First I talked with Shanon Meehan, a top fishing guide and one of the few women in the business. She explained that in the winter folks are fishing the Necanicum River for Steelhead Trout, casting lines from bridges, small boats or right off the riverbank. Salmon fishing is popular in summer and fall. Fishing licenses, salmon tags and shellfish licenses can be obtained from Truckes 1-Stop Mini Mart and Rite Aid. For those not outfitted to do it on their own, they can hire Shanon as their guide by giving her a call at (503) 755-0605.
I continued my lesson in local fishing with the Hartill brothers, Jon and Terry, of Bell Buoy of Seaside a family-owned seafood specialty store. You can pick up crab bait from Bell Buoy then try your luck from the local crabbing hot spot, the 12th Street Bridge. When people aren’t satisfied with their catch, they’ll often come back to Bell Buoy for more crab. Same with clams. Digging for razor clams is very popular on our beaches, but the limit is 15 clams, not much, according to Jon, when you consider the work that goes into cleaning and preparing them.
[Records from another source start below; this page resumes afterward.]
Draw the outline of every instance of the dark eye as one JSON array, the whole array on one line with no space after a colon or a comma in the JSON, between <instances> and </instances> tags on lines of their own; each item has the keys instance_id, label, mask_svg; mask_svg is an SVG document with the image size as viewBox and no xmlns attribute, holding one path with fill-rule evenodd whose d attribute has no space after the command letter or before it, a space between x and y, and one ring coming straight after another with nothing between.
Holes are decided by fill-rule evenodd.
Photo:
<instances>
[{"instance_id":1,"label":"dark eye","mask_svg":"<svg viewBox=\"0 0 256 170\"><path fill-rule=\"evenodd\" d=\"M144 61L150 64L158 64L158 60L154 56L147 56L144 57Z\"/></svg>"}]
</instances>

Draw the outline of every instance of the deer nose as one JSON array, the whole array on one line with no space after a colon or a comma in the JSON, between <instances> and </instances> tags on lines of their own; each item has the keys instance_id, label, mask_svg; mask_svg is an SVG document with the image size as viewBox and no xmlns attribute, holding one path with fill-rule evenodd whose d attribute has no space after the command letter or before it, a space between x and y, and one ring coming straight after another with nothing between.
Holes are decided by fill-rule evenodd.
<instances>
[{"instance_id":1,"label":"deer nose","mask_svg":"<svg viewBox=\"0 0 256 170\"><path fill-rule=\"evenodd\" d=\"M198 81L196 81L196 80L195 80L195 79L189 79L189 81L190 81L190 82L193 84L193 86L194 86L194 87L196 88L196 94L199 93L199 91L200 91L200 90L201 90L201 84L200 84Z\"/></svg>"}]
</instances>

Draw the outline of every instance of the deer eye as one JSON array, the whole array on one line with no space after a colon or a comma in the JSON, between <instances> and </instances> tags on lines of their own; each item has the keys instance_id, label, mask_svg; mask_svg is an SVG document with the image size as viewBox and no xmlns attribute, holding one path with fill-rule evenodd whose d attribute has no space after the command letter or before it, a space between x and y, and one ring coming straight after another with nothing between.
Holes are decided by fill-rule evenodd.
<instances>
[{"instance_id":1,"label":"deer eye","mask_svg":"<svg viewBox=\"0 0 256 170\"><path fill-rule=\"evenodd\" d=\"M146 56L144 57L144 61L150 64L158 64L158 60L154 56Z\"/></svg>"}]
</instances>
So people will come in to pick up several more pounds before heading home. Bell Buoy is supplied with fresh catches from boats that trawl the waters from Willapa Bay down past Seaside and into the Garibaldi area. While I was visiting with the Hartills, there was a lot of hustle and bustle as they prepared to ship out holiday orders. Apparently, seafood is great for gift-giving, oysters are popular at big parties and crab legs are a Christmas dinner tradition around the country.
I also learned that Oregon is among the largest suppliers of Dungeness crab in the country. Recently the industry was certified sustainable by the Marine Stewardship Council. Nick Furman, Executive Director of the Oregon Dungeness Crab Commission says, “This is a well-managed, sustainably-harvested, environmentally-neutral fishery that just happens to also produce a wonderful gourmet product.” So whether you catch it, buy it or wait for it to show up on your plate at your favorite restaurant, Seaside is a great place for fish!